海洋安保課題を背景に情勢認識が一致した協議が実施
日本とインドネシアは17日、東京で外務・防衛担当閣僚の協議を行い、海洋安保強化に向けた判断を共有した。中国が周辺海域で存在感を強める情勢が続く中、両国は海域の安定確保が共通課題であるとの見方で一致した。今回の枠組みは2021年以来の開催となり、協議の再開が地域情勢への対応を後押しした。両政府は戦略的パートナーとして認識を深める姿勢も示した。
国際法順守と海洋秩序維持を重視する姿勢が表面化
会議後、日本側は東シナ海と南シナ海の状況について、力を伴う動きへの懸念をあらためて示し、法に基づく行動の必要性を共有した。インドネシアは最大の貿易相手国が中国である状況にありながら、地域の均衡を維持する立場を掲げている。両国は海洋国家としての利害が重なることを認識し、海域の安定に向けた協調の重要性を確認した。
装備支援や情報保護の議論が進む環境が整備
日本からインドネシア海軍への高速警備艇供与を含む支援は、今年の首脳会談で合意された内容に沿って協議された。さらに、防衛当局間では軍事情報の扱いに関する議論を始めることで一致し、実務的な協力領域が広がる兆しを見せた。
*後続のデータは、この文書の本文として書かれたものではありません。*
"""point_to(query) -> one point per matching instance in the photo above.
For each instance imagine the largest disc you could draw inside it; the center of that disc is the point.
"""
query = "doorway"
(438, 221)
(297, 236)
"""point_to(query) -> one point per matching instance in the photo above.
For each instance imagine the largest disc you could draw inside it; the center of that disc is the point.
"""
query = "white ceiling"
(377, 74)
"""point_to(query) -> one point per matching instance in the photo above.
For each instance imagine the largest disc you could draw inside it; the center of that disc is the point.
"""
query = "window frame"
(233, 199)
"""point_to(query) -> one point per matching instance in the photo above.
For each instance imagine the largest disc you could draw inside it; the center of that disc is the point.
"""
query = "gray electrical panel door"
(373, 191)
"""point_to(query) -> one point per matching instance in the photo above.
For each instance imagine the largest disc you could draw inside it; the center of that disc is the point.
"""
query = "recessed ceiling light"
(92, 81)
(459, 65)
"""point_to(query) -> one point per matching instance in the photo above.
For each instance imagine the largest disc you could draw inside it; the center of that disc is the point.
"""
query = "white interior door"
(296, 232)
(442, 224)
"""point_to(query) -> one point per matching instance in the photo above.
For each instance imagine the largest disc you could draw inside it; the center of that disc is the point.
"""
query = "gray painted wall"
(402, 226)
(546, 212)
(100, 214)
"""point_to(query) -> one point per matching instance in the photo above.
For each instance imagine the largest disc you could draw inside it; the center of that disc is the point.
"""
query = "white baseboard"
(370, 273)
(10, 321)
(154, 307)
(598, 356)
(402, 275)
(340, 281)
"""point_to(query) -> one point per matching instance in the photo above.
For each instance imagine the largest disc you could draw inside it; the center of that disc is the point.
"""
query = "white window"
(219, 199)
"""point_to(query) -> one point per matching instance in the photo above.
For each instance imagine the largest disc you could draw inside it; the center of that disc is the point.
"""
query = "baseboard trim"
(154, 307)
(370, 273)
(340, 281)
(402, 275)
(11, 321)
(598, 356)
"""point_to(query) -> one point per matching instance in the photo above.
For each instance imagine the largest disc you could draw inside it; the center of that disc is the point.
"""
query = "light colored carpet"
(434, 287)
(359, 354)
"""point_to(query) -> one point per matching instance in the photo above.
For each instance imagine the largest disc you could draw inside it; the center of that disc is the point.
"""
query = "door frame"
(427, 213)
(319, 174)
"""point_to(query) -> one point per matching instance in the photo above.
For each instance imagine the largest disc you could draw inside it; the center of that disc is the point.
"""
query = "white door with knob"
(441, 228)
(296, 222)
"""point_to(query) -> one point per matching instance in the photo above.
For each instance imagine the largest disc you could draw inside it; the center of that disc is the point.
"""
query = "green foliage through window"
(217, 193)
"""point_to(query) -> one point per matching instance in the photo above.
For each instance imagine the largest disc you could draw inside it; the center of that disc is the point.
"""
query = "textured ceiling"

両国は安全保障協力を段階的に拡大する姿勢を示し、実効性ある枠組み作りへ動き出している。
安全保障能力向上支援と海洋連携の拡大が進行
OSAを軸とした日本の支援は、インドネシアの警備態勢強化を目的とするものであり、協議ではその継続が改めて確認された。ODAを併用した取り組みも含まれ、海上交通路の安定維持に寄与する形で協力が進む構図となった。インドネシアが持つ地政学的な位置を踏まえると、海洋連携は地域経済にも影響を及ぼすため、両国の協調は重要性を帯びている。
地域の安定確保に向けた関係深化が新たな段階に
今回の協議によって、日本とインドネシアの戦略対話は新たな段階に入りつつある。防衛当局間の交流強化や実務協力の拡大は、地域全体の安定維持に直接関わる動きとなる。協議枠組みの定期化により、海洋課題に対処する能力が高まる可能性も示され、双方が取り組む地域秩序維持の重要性がより明確となった。